| John Wargo, associate professor in the School of Forestry and Environmental Studies and the department of political science at Yale University, has testified in Congress and been an advisor to federal policy makers on environmental issues. He was centrally involved in two National Academy of Science committees on the science and politics of pesticides. |
Each day, we are all exposed to a complex mixture of contaminants in food, water and air. Methods of estimating our exposure to mixtures and their toxic effects, however, are primitive and are likely the result of laws and regulations that generally support the single-media, one-pesticide-at-a-time regulation of chemicals. Real-world risk reduction will require formal scientific and legal consideration of human exposure to complex mixtures of toxic substances across the artificial environmental compartments defined by current laws.
Laws that demand analysis of single compounds within a single medium cause scarce analytical resources to be used to explore narrow questions and to identify minuscule risks. As risks approach zero, the marginal costs of risk reduction tend to increase exponentially -and to consume available resources before a search for systemic or cumulative effects can even be started. Further, the specialized knowledge produced promotes more technical regulation, which in turn directs EPA's attention to questions even more limited in scope.
The problem of estimating and managing cumulative effects from diverse compounds has many dimensions. Exposure to different compounds that each contribute to the same adverse effect may come from numerous sources, each managed independently. One example is childhood exposure to neurotoxic compounds such as heavy metals or pesticides: these chemicals are found in air, water, and food, each of which is controlled without regard to the other. Cancer risks appear to pose another type of cumulative effect problem whereby a single cell may move through several stages before a tumor begins to grow and promotion from one stage to the next may be induced by different compounds at different points in time. A final example may be our exposure to diverse chlorinated organic compounds that mimic estrogen. In these cases, each individual release of the compound into the environment seemed to pose little threat so we permitted release of minor amounts-but in an uncontrolled manner, with no one keeping track of amounts released or their distribution in the environment, accumulation in the body, or adverse health effects.

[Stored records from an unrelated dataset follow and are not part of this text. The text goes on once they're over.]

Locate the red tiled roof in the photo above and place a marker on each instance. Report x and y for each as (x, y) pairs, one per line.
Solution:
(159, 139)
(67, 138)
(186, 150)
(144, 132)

Fractured environmental law has defined the structure of EPA, the organization of its expertise, and the boundaries surrounding the questions agency scientists have normally asked. Law has shaped regulatory science by demanding answers to technical questions that are chemical-specific, medium-specific, and effect-specific-all of which are necessary for setting standards. How much benomyl, for example, will likely remain in heat-processed apple juice, and what if any cancer risk might the residues pose? Answers to these types of questions normally cause regulations to be further elaborated or qualified. Since 1970, attention has imploded on narrow topics, a trend that has caused a proliferation of regulations. It is an unfortunate irony that the comprehensive demand of current law-that each chemical be studied with equal intensity-has necessitated an incremental regulatory process that moves at a glacial pace. Quite simply, law has not directed attention or resources to examine the bigger questions, such as how are we accumulating risks across chemicals and environmental media-risks we face in daily life? The potential for contamination to flow across environmental compartments, and for people to amass exposures and risks as they move from one environment to the next, have been largely ignored.
Current law seems to reflect a highly simplified conception of nature, one that neglects important ecological processes. Although breaking nature into compartments is a necessary basis for pursuing improvements in environmental quality and risk reduction, the boundaries among the compartments are necessarily artificial. Many lessons from ecology-some of which are detailed in earlier chapters-have long warned us to consider the natural processes that connect the units. More worrisome, this entanglement between law and science gives little hope that we are even aware of the magnitude and distribution of significant threats to environmental health.